We already know that meat-heavy diets aren’t good for our health and there is overwhelming evidence now to suggest that following a vegetarian diet – or at least a flexitarian diet – is incredibly beneficial to our health and wellbeing. But what about the health of our planet?
A study in the journal Nature last year found that with the continued consumption of Western-style diets which are high in red meats and processed foods, combined with the rate of population growth we are currently seeing, could result in the environmental pressures of the food system increasing by a staggering 90% by 2050.
By that same point, in 2050, there will be an estimated 10 billion people on the planet, all of whom will need to eat.
In an article published in The Lancet back in January, the authors observed: “Providing a growing global population with healthy diets from sustainable food systems is an immediate challenge,” which is an intelligent and eloquent way of saying: things are getting really, really bad guys – and the future looks even bleaker.
What is the climate diet?
So, how does altering our diets as just one individual help to combat the effects of global climate change?
Well, this is where the climate diet or ‘Climatarian Diet’ comes in.

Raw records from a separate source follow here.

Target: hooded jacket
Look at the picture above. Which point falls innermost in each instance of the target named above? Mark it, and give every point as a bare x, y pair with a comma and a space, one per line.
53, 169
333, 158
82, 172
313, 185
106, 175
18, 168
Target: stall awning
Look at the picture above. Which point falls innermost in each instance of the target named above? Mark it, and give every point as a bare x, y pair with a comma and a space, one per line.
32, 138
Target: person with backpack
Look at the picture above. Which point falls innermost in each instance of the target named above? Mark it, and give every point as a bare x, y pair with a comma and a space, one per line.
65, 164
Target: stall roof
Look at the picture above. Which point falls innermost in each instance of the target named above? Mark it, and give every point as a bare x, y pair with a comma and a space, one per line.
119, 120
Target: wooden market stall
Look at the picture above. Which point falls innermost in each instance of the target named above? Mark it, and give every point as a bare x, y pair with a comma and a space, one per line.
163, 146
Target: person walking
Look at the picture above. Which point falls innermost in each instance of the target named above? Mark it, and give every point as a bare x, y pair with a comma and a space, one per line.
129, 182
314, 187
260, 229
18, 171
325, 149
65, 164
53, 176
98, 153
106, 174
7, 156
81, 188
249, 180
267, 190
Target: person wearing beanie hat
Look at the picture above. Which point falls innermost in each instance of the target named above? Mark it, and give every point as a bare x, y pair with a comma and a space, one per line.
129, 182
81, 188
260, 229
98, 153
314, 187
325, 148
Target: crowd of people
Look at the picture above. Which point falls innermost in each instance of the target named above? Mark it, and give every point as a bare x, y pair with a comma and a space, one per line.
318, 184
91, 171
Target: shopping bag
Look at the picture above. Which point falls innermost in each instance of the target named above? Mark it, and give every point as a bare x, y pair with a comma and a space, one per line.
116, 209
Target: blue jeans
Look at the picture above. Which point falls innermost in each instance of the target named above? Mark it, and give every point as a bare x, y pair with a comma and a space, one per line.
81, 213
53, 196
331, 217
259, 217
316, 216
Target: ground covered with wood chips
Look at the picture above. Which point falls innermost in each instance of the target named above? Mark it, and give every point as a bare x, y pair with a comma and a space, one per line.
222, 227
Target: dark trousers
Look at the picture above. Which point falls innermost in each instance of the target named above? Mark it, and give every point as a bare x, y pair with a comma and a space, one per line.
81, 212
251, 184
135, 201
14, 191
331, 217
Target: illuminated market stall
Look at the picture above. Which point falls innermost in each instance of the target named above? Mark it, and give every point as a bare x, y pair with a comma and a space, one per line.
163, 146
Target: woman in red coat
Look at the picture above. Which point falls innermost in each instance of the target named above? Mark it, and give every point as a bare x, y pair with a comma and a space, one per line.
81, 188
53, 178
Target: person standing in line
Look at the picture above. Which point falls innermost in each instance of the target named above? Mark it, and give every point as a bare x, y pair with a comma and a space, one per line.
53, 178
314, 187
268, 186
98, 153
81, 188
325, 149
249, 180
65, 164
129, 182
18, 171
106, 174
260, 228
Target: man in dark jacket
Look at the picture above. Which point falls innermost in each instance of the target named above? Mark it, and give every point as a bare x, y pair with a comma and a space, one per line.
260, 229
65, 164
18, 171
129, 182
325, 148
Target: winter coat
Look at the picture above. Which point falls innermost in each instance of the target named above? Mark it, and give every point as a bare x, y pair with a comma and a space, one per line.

As explained by non-profit organisation ‘Less Meat Less Heat’, who aim is to reduce the consumption of meat products that are most damaging to the climate, “A Climatarian diet involves choosing what you eat based on the carbon footprint of different foods. You can use your power as a consumer to drive down the production of the types of meat which have the biggest impact on our climate.”
To follow a climate diet, you would need to limit your consumption of red meat to just one serving per week and also try to minimise your intake of cheese – say it isn’t so we hear you cry- but it has to be done because cheese has the biggest carbon footprint of all dairy products. (sorry)
In addition to cutting back on dairy and meat, the same article in The Lancet suggested that to follow a climate-friendly diet, roughly a third of your daily calories should come from carbs like rice and potatoes and wheat and roughly a quarter from legumes. Only about 20 per cent of your daily calorie intake should come from healthy fats – and not those derived from animal protein.
Any calories left over should be taken up by fresh fruit and veg – but these will need to have been sourced as locally and seasonally as possible so as to reduce the carbon footprint of your weekly shop.
Will the climate diet actually work?
The short answer is, hopefully, yes. An increasing number of experts are speaking up and out about a need for change and the benefits that diets of this type will have on both our bodies and our planet.
“Research consistently shows that drastically reducing animal food intake and mostly eating plant foods is one of the most powerful things you can do to reduce your impact on the planet over your lifetime, in terms of energy required, land used, greenhouse gas emissions, water used and pollutants produced,” Sharon Palmer, a registered dietitian nutritionist and plant-based food and sustainability expert in Los Angeles told CNN.
While the climate diet may sound like too many changes from your current weekly eating routines, Jonathan Harrington writes in his book about the climate diet that as well as saving the planet, a Climatarian diet could also help you cut the cost of your weekly shop and do what any traditional diet promises too – help you lose weight.
“It has never been easier for families to cut back on their use of fossil fuels and protect the climate all while saving money,” Harrington writes.